Fundamental Limits of Man-in-the-Middle Attack Detection in Model-Free Reinforcement Learning

TL;DR

This paper analyzes the fundamental limits of detecting man-in-the-middle attacks in model-free reinforcement learning for cyber-physical systems, proposing an order-optimal detection framework and extending it to complex attack scenarios.

Contribution

It refines the attack model, derives an optimal adversary strategy, and proves the detection scheme's order-optimality, extending the framework to asynchronous attacks.

Findings

Detection time scales linearly with adversary's learning time.

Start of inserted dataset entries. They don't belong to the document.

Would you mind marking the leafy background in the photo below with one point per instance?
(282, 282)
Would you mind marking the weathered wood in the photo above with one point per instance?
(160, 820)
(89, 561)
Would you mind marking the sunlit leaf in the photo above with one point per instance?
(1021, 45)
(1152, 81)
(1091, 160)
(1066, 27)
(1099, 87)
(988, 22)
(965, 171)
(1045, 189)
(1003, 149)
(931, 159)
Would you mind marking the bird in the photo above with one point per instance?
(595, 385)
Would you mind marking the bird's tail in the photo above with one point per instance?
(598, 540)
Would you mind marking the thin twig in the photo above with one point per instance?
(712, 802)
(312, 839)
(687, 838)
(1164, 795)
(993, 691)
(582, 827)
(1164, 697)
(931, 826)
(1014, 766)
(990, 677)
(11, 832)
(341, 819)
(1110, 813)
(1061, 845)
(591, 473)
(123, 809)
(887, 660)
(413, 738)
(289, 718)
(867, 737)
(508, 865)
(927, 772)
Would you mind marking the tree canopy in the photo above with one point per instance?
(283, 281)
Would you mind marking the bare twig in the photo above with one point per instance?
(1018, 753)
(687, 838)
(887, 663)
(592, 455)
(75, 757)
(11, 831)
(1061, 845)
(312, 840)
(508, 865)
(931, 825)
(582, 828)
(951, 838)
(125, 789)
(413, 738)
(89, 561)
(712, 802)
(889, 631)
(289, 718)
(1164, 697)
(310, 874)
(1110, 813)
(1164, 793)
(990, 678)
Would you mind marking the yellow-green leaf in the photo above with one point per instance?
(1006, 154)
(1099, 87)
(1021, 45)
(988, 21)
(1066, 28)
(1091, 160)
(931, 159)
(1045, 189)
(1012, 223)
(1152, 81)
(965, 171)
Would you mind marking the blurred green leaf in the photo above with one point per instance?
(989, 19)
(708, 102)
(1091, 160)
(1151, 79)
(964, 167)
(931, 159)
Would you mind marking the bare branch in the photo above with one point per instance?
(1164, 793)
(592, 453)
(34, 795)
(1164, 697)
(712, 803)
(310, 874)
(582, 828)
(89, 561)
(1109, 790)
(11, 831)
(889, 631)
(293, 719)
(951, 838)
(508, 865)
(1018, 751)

Proposed detection scheme is order-optimal in efficiency.

Framework remains effective under asynchronous and intermittent attacks.

Abstract

We consider the problem of learning-based man-in-the-middle (MITM) attacks in cyber-physical systems (CPS), and extend our previously proposed Bellman Deviation Detection (BDD) framework for model-free reinforcement learning (RL). We refine the standard MDP attack model by allowing the reward function to depend on both the current and subsequent states, thereby capturing reward variations induced by errors in the adversary's transition estimate. We also derive an optimal system-identification strategy for the adversary that minimizes detectable value deviations. Further, we prove that the agent's asymptotic learning time required to secure the system scales linearly with the adversary's learning time, and that this matches the optimal lower bound. Hence, the proposed detection scheme is order-optimal in detection efficiency. Finally, we extend the framework to asynchronous and intermittent attack scenarios, where reliable detection is preserved.